Phil Wolff builds realtime collaboration products for effective people. Phil advises the Personal Data Ecosystem Consortium and is a director of the DataPortability Project. Email editor@skypejournal.com, Skype evanwolf, tweet @evanwolf, G+ or call +1-510-444-8234 to talk with Phil. Skype Journal is independent of Skype.

Microsoft finished buying Skype. Ballmer’s PR, Bates’ PR. Courtney, York, Slashdot opine. Most folks thought this happened last April. I thought the EU should have attached strings to the deal, but they didn’t.
Gotta wonder if Microsoft would still have bought Skype if they had to pay US taxes on the deal.
A Mint.com infographic using Forbes data: AT&T got $1.05 Billion in tax rebates on FY2010 $18.2 Billion sales. So the US government paid AT&T more than Skype sold all year.
Skype filed DMCA take down notices against an engineer who reverse engineered part of Skype’s earlier communication protocols, alleging a blog infringed copyright on Skype source code.
Skype started updating the Libyan flag emoticon (flag:ly) from the old solid green one of Muammar Gadhafi to the new flag chosen by Libya’s revolutionaries. Facebook petition to make the change. If you don’t see a “horizontal tricolour of red, black and green with a white crescent and star centered on the black stripe” in your IM now, you should see it in one of the next few downloads. Already updated on the Skype.com web site. Skype rates 30.2¢/minute to landlines plus connection fee.
How do investors follow an $8.5 Billion exit? Former Skype owner Andreessen Horowitz is raising $900 million to buy more skypes.
A security hack could reveal your Skype profile and IP address and what bittorrent files you’re downloading. Read the paper from researchers at the Max Planck Institute for Software Systems, NYU-Poly, and the French research institute INRIA. Your browser gives up your IP address every time you visit a web page so this is most interesting to people avoiding surveillance and actively protecting their privacy. Tip: use a different VPN for Skype and each app you use to avoid the cross-referencing that might lead to blackmail.
The October snowstorms that hit the US Northeast put Skype to work as an alternative when telephony and roads were offline for a few days. A friend in Hartford, Connecticut, wrote “I’m sorta acting as a base for all my relatives and coworkers after this snowstorm. relaying calls and messages and such between people with no power and such. my t-mobile phone has no service. my verizon phone has intermittent failures and dropped calls. skype works beautifully, however if I’m dealing with peoples’ cell phones, they’re the weak end of the call.”
Jim Courtney: “If Skype wants to have a viable developer program we need to see results soon that can bring revenue to the developers.”
Skype renamed the Public API to Desktop API. More accurate.
Several APIs were rebranded as “SkypeKit for Desktop”, still in a restricted public beta.
SkypeKit for Desktop now supports two-party video calls.
A new beta of Trillian for Windows is using SkypeKit.
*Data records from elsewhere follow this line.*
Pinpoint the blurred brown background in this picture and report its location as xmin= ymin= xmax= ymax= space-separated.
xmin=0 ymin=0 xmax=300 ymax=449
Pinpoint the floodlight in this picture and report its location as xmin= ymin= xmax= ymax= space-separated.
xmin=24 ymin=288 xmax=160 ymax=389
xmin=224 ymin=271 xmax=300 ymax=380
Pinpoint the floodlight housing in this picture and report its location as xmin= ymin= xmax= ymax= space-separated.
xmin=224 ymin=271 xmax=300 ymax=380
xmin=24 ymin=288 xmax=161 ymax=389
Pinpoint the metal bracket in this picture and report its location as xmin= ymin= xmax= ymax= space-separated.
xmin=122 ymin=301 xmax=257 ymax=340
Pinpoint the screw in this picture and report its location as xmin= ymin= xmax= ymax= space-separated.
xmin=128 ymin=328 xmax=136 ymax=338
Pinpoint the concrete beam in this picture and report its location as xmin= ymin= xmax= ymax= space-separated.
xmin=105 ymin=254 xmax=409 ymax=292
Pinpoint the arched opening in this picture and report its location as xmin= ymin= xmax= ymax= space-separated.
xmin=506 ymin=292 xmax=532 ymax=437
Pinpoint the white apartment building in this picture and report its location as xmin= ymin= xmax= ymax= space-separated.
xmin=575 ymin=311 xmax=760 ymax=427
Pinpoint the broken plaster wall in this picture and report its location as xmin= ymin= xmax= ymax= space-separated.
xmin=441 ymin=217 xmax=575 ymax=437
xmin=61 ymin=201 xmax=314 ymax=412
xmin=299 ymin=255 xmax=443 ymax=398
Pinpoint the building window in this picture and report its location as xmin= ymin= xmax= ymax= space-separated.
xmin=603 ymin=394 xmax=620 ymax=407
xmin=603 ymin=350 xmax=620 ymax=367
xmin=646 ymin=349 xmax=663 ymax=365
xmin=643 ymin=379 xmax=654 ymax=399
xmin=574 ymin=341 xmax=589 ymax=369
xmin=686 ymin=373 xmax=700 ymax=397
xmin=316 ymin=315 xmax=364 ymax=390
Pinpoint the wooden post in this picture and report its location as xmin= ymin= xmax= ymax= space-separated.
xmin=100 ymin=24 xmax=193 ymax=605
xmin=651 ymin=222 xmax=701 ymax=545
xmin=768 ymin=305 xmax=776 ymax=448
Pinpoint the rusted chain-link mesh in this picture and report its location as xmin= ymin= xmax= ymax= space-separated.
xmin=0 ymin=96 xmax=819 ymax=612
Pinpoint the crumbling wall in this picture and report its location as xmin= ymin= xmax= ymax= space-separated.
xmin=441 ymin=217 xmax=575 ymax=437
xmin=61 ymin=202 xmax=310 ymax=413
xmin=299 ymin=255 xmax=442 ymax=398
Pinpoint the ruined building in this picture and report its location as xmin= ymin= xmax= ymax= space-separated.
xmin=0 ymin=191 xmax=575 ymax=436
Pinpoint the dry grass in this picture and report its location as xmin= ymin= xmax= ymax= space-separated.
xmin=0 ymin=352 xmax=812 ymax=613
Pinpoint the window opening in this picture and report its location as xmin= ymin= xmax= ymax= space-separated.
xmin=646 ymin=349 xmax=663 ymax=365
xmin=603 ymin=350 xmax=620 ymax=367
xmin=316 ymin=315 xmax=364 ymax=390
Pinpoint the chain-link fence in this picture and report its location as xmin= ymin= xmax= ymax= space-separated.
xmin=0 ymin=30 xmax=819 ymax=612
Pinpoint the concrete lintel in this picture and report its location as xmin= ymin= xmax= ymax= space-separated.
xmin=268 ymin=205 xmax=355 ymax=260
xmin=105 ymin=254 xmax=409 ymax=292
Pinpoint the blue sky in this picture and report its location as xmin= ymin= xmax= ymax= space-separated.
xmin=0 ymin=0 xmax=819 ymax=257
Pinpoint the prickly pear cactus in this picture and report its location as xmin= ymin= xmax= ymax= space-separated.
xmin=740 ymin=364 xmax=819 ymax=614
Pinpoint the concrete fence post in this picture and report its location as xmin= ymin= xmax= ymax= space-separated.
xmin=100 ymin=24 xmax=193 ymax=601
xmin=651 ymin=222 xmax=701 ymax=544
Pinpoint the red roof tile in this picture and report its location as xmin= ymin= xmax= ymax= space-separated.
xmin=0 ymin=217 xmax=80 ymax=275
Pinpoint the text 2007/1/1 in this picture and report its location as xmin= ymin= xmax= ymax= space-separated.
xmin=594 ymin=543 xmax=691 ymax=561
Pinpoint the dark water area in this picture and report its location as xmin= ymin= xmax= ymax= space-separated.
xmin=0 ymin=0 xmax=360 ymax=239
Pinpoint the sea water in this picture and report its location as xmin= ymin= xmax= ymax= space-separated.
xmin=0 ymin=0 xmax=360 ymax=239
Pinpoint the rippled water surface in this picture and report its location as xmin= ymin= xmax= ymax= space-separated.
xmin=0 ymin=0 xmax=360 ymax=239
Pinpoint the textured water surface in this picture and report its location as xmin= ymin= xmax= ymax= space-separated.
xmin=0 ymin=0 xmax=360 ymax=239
It won’t allow cross-network IM or calling but it will let you turn off your Skype-branded client.
Dan York: “Meanwhile… is this renaming setting the stage for the release of some new client-less APIs? Let’s hope so… ” Dan worries the new realtime communication features (WebRTC/RTCWEB) being built into nextgen browsers will be hidebound to PSTN telephony instead of new over-the-top networks.
Microsoft announced their commercial-use Kinect for Windows SDK will be available early in 2012. Think we’ll see an official Skype for Kinect edition?
Korea’s Pantech will bring Kinnect-style gestural commands to Android mobile phones. A year from now I expect we’ll see this on core Windows, iOS, and Android mobile OSs.
Data Without Borders launched, a data science NGO bringing statisticians to small private sector big data sets. Personal data was the focus of the October Internet Identity Workshop.
VoIP pioneer Alec Saunders joined RIM, leading its Blackberry developer program. See sessions from this month’s BBcon devcon.
Skype is quietly retiring old thin-client services for UK mobile operator 3. Courtney says “I would imagine 3 would have to be working on a strategy to phase out its initial Skype service and transition their customers to newer platforms.” Still available in the UK, Ireland, and Australia for now, it has been discontinued in Austria, Denmark, Hong Kong, Italy, and Sweden. Andy Abramson: “like so many sideline projects that ‘proved things’ now Skype is back to being just a IM based calling service online with a few hooks to the PSTN.” 4G and smarter phones are relegating Skype thin-client services to developing markets.
Download Skype for Windows 5.6. This update fixes a few bugs, unbundles Google apps (Google is retiring its Desktop which bundled Skype), and gives credit for third-party components. Or get 5.5 (5.5.0.119) which corrects some issues with the Skype home page popping up when in compact mode, fixes memory leaks in Skype Click-to-Call.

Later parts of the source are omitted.